We also believe that the advisory committee developing the quality standard was wrongly advised that only recommendations that appear in the clinical guideline can be included for more detailed articulation in the quality standard. Quality standards represent an opportunity to supplement clinical guidelines and NICE can take post-guideline evidence into account in quality statements. The misconception of the advisory committee means that gaps in the guideline have not been addressed, despite the publication of significant evidence on MS services from the GEMSS programme.
The consultation process on the quality standard was tokenistic and lacked transparency.
During the development of the clinical guideline, both the MS Trust and the MS Society raised concerns about the limited opportunities to hear the views of the wider interested community, and the lack of transparency in the process.
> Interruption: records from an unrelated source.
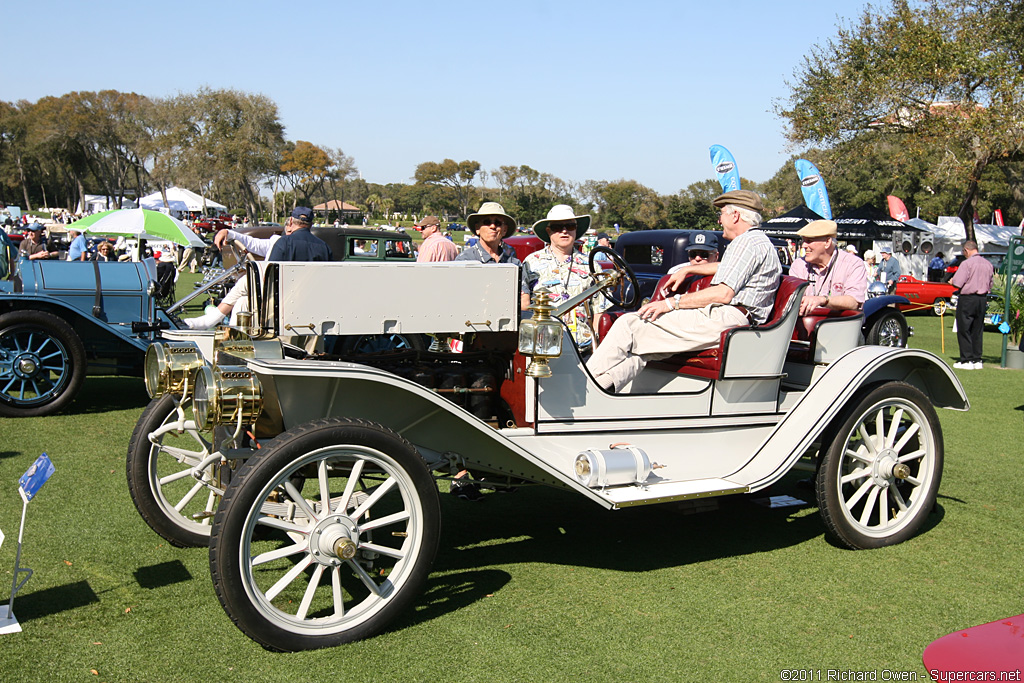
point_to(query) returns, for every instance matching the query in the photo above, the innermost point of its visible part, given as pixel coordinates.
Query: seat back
(691, 284)
(760, 352)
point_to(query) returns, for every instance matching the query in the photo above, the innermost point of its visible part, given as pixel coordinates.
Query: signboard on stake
(28, 486)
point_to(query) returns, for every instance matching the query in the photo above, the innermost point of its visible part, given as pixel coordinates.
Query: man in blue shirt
(78, 250)
(299, 244)
(889, 269)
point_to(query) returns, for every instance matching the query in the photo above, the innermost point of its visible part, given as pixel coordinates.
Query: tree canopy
(941, 80)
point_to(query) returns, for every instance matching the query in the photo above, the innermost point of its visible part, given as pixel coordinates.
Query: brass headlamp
(169, 365)
(225, 391)
(541, 336)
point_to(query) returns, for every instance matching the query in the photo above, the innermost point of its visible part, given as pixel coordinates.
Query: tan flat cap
(741, 198)
(818, 228)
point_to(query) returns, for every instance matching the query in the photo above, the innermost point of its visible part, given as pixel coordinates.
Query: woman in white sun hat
(562, 269)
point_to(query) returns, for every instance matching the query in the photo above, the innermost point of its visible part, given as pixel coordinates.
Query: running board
(628, 497)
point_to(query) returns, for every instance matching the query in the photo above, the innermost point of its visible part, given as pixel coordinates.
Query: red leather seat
(708, 363)
(806, 333)
(692, 284)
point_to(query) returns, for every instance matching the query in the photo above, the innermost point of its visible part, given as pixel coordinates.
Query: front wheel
(164, 450)
(42, 364)
(326, 536)
(889, 330)
(879, 478)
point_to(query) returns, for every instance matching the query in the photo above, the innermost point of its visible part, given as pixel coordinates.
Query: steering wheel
(626, 292)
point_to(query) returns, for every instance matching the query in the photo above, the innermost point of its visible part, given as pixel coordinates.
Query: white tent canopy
(988, 236)
(180, 200)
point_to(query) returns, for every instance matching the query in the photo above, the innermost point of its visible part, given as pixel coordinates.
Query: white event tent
(179, 200)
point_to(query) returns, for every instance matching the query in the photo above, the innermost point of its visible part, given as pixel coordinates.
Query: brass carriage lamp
(541, 336)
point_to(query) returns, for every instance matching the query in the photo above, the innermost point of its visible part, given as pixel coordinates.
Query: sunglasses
(563, 227)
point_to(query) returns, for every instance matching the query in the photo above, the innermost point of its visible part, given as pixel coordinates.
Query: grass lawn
(536, 586)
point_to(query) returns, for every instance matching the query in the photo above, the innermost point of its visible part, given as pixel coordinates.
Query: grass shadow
(53, 600)
(443, 595)
(547, 525)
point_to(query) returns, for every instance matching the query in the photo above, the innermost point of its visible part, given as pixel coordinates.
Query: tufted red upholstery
(708, 363)
(605, 321)
(807, 330)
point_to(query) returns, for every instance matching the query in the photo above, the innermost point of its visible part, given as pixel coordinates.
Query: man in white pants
(237, 298)
(741, 292)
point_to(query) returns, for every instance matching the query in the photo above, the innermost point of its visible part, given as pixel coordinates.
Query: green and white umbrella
(140, 223)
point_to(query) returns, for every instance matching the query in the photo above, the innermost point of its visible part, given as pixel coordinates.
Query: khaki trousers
(632, 343)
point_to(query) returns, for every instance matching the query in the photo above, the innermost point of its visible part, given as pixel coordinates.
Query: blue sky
(583, 90)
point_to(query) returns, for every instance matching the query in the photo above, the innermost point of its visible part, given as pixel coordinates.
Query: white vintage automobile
(314, 480)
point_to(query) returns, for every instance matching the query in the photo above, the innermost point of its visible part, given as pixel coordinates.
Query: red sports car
(921, 294)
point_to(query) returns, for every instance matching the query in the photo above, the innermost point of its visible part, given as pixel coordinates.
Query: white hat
(491, 209)
(560, 212)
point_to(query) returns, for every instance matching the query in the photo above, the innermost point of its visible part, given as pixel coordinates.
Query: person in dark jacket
(299, 244)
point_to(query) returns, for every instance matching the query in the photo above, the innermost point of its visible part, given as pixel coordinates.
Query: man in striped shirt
(741, 292)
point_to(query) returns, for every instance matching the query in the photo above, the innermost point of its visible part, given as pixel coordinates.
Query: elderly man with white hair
(741, 292)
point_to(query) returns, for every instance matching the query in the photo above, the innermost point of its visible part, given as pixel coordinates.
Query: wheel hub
(887, 467)
(334, 541)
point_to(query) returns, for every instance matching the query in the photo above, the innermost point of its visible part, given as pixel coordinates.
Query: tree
(630, 204)
(307, 167)
(231, 138)
(938, 77)
(457, 175)
(528, 194)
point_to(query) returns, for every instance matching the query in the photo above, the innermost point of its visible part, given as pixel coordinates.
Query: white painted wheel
(161, 457)
(880, 476)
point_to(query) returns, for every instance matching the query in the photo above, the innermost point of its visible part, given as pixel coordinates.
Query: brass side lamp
(541, 336)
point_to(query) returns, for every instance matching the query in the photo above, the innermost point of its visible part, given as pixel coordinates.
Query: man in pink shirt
(974, 278)
(435, 246)
(838, 278)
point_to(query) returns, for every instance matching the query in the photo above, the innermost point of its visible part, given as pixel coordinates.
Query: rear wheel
(889, 330)
(879, 478)
(42, 364)
(326, 536)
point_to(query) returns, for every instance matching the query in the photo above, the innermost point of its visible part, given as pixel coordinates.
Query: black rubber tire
(28, 335)
(889, 329)
(144, 466)
(850, 509)
(391, 469)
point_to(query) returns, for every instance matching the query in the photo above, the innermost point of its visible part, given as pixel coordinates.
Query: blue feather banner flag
(725, 168)
(815, 195)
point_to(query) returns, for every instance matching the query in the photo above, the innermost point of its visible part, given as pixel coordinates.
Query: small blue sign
(35, 477)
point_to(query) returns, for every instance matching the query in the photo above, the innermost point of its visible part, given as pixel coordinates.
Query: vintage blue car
(61, 321)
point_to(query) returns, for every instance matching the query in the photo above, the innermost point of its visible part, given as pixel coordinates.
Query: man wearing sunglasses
(491, 225)
(838, 278)
(562, 270)
(742, 292)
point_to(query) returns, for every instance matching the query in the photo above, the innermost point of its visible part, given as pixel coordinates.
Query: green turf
(535, 586)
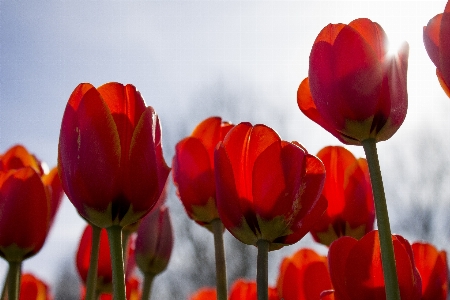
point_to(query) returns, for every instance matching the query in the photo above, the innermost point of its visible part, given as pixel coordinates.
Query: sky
(242, 60)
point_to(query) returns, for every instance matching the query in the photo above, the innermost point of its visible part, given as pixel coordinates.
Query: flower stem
(91, 280)
(147, 288)
(262, 265)
(221, 271)
(13, 279)
(115, 245)
(384, 228)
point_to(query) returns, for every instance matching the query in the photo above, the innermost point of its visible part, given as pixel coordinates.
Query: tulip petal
(232, 214)
(444, 47)
(431, 39)
(148, 170)
(306, 104)
(88, 144)
(337, 258)
(193, 173)
(373, 34)
(24, 214)
(432, 266)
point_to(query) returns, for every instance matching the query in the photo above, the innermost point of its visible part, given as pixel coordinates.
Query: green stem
(384, 228)
(115, 245)
(91, 280)
(147, 288)
(13, 279)
(221, 271)
(262, 265)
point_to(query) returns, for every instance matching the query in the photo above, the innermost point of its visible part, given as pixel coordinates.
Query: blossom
(32, 288)
(193, 169)
(355, 90)
(29, 200)
(110, 154)
(348, 192)
(303, 276)
(356, 270)
(246, 290)
(437, 44)
(267, 189)
(154, 241)
(432, 266)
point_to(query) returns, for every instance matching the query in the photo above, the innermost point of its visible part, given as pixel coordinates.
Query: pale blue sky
(183, 56)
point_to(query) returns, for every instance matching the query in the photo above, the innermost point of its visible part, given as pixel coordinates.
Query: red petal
(312, 205)
(148, 170)
(209, 132)
(337, 258)
(373, 34)
(431, 38)
(193, 174)
(444, 47)
(89, 153)
(25, 213)
(432, 266)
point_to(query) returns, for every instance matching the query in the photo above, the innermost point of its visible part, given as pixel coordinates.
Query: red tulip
(193, 169)
(437, 44)
(204, 294)
(355, 90)
(32, 288)
(303, 276)
(432, 266)
(356, 271)
(154, 241)
(104, 272)
(110, 154)
(246, 290)
(348, 192)
(29, 199)
(267, 189)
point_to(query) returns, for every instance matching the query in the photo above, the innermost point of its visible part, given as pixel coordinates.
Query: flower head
(29, 200)
(267, 189)
(110, 154)
(355, 90)
(437, 44)
(348, 191)
(193, 169)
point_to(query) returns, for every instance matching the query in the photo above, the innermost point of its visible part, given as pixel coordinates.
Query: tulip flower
(153, 245)
(267, 190)
(351, 210)
(246, 290)
(193, 169)
(32, 288)
(206, 293)
(303, 276)
(355, 90)
(193, 175)
(110, 161)
(435, 38)
(356, 271)
(29, 199)
(432, 266)
(110, 154)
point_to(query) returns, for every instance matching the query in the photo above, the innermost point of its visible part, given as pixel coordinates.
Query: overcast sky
(183, 57)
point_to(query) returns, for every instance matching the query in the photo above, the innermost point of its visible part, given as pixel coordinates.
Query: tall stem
(384, 228)
(115, 245)
(91, 281)
(13, 279)
(147, 288)
(221, 271)
(262, 265)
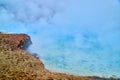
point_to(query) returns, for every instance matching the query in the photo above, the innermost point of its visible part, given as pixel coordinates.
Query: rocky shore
(17, 64)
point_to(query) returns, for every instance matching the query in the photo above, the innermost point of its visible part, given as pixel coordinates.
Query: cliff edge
(17, 64)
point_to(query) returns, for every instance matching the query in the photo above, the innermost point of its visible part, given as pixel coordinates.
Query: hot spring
(80, 37)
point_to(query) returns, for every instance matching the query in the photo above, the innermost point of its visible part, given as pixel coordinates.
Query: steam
(31, 10)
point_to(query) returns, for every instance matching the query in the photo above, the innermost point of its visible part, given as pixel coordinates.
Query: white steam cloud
(31, 10)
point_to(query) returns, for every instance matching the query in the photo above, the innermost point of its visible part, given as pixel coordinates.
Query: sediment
(17, 64)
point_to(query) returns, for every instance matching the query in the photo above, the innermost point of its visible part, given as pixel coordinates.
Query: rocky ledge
(17, 64)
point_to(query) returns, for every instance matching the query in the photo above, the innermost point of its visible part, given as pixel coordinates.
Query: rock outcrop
(17, 64)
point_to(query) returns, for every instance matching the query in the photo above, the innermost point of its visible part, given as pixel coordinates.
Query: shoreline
(19, 41)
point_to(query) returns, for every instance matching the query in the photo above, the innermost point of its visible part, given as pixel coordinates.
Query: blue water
(79, 37)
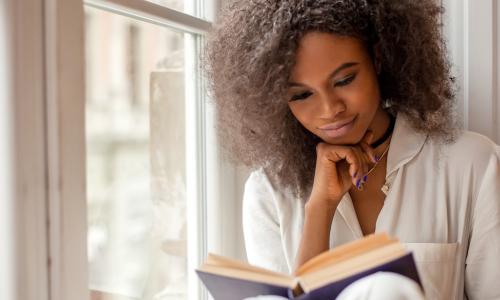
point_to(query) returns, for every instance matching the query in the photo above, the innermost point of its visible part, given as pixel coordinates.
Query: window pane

We have the same concerns about the process used to develop the quality standard.
At every stage of the process, we submitted detailed evidence based on the views of people affected by MS and health professionals. But the process allowed no opportunity to discuss this in detail with NICE, nor receive feedback on the evidence we submitted.
What happens now?
We believe that the biggest challenge facing MS services is how they will meet the drive to get more people with relapsing MS on treatment earlier, while ensuring an equitable service for everyone, no matter what type of MS they have. The MS Trust believes that the quality standard will not help MS services focus on this challenge.
As part of its review process, we would like to see NICE commit to revising the MS quality standard to include a statement on access to MS specialist nurses. We’d like to see the quality standard better address the needs of people with progressive forms of MS. We also believe it’s crucial that the quality standard is properly scrutinised by neurologists with specialist expertise in MS. We would like to see NICE present the quality standard to the MS advisory group of the ABN, and commit to taking on board their input.
What is the Quality Standard for MS and what does it say?
A NICE quality standard is a concise set of statements designed to drive and measure changes that would result in improvements to services – in this case for MS. Quality standards are not targets, but everyone involved in planning, delivering and scrutinising services is required to be aware of the quality standard and take it into account.
CoI: I am a member of the ABN MS and Inflammation Advisory Group and was responsible for coordinating the ABN response to the NICE Quality Standards consultation document.